Adam Creighton says the shift towards trendy ideological positioning by much of corporate Australia is not just posturing (“Libs failed to tame our superannuation leviathan”, 5/3). The shareholdings of union-controlled industry funds explain this change of heart — all in one direction and seldom in the national interest.
Think energy policy and the hypocritical rejection of coal mining, while it remains our largest source of export revenue. Nevertheless, the superior performance of industry funds, even while raided by unions, underlines the scandalous extortions of the retail funds. But we are left with this leviathan that no longer needs union members or fees to lock in political power as it outspends the Coalition and forces corporate Australia to dance to its tune.
Scott Morrison talks of an election about the economy, a good tactic. He should make regional economies part of the debate. Regions have many areas of growth potential. For example, quality lifestyle villages for retirees would energise ailing regions.
Morrison should challenge Labor on how it neglects the regions while it pork barrels the cities. Many rural areas can create jobs around tourism if embraced, not hindered. He should challenge Labor on its tax changes that will hurt self-funded retirees.
Delivering a budget surplus that the next Labor government will throw away is pointless. But maximising the government’s borrowing capacity to fund infrastructure such as dams that generate hydro power with pipelines to relieve drought has the bonus of limiting Labor recklessness.
Public sector asset management is atrocious but if Snowy hydro is an appropriate government-owned utility so too are coal-powered, low-emission generators.
Scott Morrison must use parliament’s budget session to introduce dynamic infrastructure bills and give voters the opportunity to decide the future shape of their nation.
Already we are witnessing the flexing of political muscle by the union movement — and that’s before one of their own becomes PM (“Union bid to scupper trade pact”, 4/3). The most disturbing fact about this is that unions represent a mere 15 per cent of workers. But the power and influence these people will have over a Shorten government is, at best, unsettling; at worst, terrifying.
It’s bad enough when unions interfere inappropriately in industrial relations but when they start dictating to governments how we frame our wider policy issues it should be a concern.
Ivan Cope (Letters, 4/3) says Bill Shorten had praised Julie Bishop for having been “a loyal deputy to four different Liberal leaders”. My understanding is that she was loyal to four different leadership tenures.
My interpretation of the woes of the Liberal Party is that there has been only one of those four leaders who has been a genuine Liberal — Brendan Nelson who was shafted because he was an honest politician.
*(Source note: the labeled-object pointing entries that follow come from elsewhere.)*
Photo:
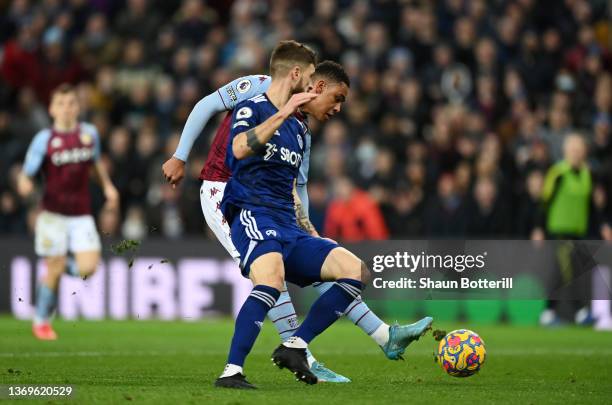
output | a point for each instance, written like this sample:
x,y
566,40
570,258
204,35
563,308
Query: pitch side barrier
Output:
x,y
192,279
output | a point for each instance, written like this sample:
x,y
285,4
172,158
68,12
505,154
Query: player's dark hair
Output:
x,y
63,88
331,71
287,54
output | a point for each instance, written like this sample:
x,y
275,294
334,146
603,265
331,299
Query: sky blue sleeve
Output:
x,y
302,181
224,99
93,131
197,120
244,117
243,89
36,153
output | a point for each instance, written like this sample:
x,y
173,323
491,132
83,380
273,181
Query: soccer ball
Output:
x,y
461,353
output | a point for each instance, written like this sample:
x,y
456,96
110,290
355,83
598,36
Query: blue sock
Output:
x,y
45,303
249,322
328,307
71,267
284,318
358,311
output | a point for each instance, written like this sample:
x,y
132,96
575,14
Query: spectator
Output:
x,y
352,215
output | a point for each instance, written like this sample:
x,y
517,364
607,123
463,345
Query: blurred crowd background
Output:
x,y
457,108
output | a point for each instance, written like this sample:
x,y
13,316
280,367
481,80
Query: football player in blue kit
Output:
x,y
265,152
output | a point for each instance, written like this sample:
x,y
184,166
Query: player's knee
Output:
x,y
366,275
55,266
87,269
353,269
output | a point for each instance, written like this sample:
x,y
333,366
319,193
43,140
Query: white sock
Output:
x,y
296,343
381,335
230,370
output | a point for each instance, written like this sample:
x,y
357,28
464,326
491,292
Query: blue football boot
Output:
x,y
400,336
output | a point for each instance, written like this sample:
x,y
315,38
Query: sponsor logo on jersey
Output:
x,y
75,155
244,112
243,86
240,124
294,158
231,93
86,139
286,155
259,98
56,142
214,191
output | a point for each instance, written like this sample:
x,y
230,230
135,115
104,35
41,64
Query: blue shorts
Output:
x,y
254,235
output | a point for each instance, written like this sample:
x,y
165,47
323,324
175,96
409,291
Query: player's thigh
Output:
x,y
211,194
268,269
87,261
305,261
341,263
82,234
51,235
56,265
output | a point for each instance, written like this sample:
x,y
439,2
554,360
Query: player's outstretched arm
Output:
x,y
110,192
33,161
174,168
301,216
253,141
223,99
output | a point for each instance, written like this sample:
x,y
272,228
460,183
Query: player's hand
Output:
x,y
25,186
295,102
174,171
112,197
537,234
606,232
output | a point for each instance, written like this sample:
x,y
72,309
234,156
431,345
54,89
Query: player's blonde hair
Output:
x,y
288,54
64,88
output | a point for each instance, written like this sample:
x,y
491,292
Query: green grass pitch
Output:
x,y
112,362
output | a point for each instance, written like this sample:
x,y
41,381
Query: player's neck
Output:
x,y
279,92
64,127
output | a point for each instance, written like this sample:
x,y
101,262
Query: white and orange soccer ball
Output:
x,y
461,353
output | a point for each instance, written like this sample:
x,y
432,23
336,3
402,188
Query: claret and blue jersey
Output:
x,y
264,183
258,201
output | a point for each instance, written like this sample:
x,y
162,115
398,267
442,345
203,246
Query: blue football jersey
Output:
x,y
264,183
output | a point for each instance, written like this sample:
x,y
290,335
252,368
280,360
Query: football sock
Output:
x,y
328,307
230,370
381,335
71,267
249,322
284,318
45,302
361,315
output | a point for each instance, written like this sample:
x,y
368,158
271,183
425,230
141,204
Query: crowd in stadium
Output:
x,y
456,111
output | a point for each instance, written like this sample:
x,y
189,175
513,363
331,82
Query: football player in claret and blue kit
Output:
x,y
330,82
65,154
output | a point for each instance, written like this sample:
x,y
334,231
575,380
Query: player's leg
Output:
x,y
84,244
313,259
266,273
392,339
262,262
282,314
50,243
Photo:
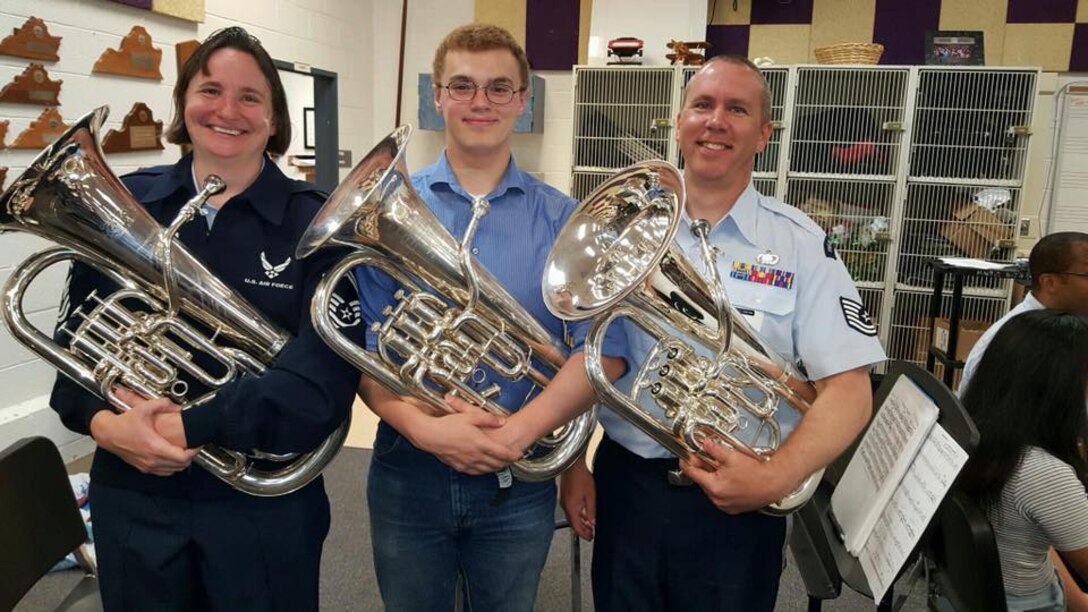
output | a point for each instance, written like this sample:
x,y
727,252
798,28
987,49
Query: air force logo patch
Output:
x,y
344,306
857,317
273,270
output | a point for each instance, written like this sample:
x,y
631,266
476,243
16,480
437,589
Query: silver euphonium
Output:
x,y
709,376
168,307
450,315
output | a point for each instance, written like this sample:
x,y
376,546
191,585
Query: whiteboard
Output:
x,y
1070,203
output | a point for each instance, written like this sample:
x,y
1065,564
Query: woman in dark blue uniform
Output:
x,y
170,536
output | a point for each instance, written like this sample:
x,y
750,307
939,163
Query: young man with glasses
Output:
x,y
1059,266
442,504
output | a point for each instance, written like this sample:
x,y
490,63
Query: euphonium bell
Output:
x,y
450,316
709,376
168,307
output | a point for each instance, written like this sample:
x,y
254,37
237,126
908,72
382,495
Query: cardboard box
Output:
x,y
976,231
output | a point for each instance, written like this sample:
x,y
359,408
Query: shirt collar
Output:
x,y
268,195
512,179
743,215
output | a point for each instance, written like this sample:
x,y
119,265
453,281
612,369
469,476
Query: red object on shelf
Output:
x,y
625,47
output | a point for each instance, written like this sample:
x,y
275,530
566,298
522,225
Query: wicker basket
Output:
x,y
850,53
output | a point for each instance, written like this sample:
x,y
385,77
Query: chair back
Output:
x,y
39,521
964,557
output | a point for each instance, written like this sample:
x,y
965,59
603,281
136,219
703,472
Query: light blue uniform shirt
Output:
x,y
794,292
1029,303
511,242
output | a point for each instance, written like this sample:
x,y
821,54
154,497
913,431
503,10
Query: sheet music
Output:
x,y
913,504
885,454
974,264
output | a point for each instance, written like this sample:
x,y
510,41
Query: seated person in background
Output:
x,y
1059,265
1027,399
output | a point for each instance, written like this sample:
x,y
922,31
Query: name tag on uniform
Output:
x,y
761,274
754,318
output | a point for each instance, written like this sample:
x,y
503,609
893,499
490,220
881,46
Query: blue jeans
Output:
x,y
429,524
1050,599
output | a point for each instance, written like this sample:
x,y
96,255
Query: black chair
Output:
x,y
821,559
39,524
962,554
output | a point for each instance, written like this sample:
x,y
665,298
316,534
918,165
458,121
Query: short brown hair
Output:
x,y
741,61
1055,253
242,40
480,37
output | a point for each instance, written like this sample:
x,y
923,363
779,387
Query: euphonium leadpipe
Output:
x,y
452,315
708,375
168,306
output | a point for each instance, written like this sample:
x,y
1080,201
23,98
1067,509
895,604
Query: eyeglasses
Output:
x,y
496,93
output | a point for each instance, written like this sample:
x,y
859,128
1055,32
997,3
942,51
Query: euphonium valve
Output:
x,y
449,317
708,375
168,308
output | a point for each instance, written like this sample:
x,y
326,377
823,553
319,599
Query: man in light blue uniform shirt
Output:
x,y
1059,266
662,542
437,510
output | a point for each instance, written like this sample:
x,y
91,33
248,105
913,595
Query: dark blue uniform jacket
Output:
x,y
306,393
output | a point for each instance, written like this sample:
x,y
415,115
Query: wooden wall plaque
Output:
x,y
32,40
33,87
41,132
139,132
183,50
137,57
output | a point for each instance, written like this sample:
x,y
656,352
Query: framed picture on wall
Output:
x,y
954,48
309,129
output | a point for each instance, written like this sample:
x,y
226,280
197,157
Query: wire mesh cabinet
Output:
x,y
897,163
625,114
845,148
963,186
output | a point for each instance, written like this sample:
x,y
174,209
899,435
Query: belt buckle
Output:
x,y
678,478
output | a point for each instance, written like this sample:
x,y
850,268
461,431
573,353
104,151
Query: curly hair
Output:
x,y
480,37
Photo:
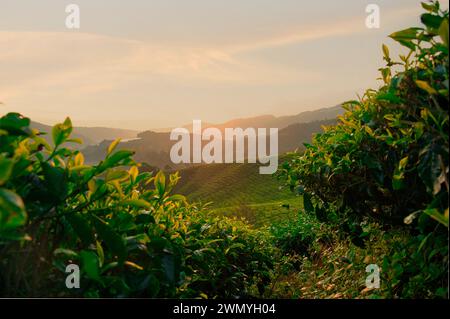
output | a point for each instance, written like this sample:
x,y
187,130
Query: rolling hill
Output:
x,y
239,190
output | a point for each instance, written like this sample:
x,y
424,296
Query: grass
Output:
x,y
239,190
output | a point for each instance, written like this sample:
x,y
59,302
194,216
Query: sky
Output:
x,y
162,63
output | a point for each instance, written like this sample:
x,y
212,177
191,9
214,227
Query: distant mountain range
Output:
x,y
154,147
90,135
266,121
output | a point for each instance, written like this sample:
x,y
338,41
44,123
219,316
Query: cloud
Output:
x,y
34,63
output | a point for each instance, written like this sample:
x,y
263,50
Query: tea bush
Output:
x,y
124,229
387,159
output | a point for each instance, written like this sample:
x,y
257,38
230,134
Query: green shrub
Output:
x,y
129,235
387,159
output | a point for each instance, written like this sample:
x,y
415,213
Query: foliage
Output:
x,y
387,159
129,235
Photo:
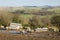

The Morrison government should go nuclear. This would reduce global emissions, reduce electricity costs, provide assured baseload power, satisfy any Paris demands, and defuse the Greens and Labor with their climate change posture. There would be an aggressive response from the anti-nuclear lobby, but the ensuing fight would be on a single battlefront.
The basic problem with the Liberal Party is that it is seen by too many voters as being out of touch with ordinary Australians. The Labor Party is better able to sell itself as being in touch.
Scott Morrison has been doing his best to project himself as a compassionate, empathetic in-touch PM, and I believe it is all genuine. Yet there is a gulf between action and words.
Among the most vulnerable in society are the elderly and unemployed. Morrison has done nothing for these two groups who represent a sizeable proportion of the voting public
In fact, Morrison’s unconscious prejudices against the elderly were clearly on display when he became PM by declaring in effect his government would become a new generation of Liberal leaders, implying Turnbull’s generation (including Julie Bishop) were not up to the job.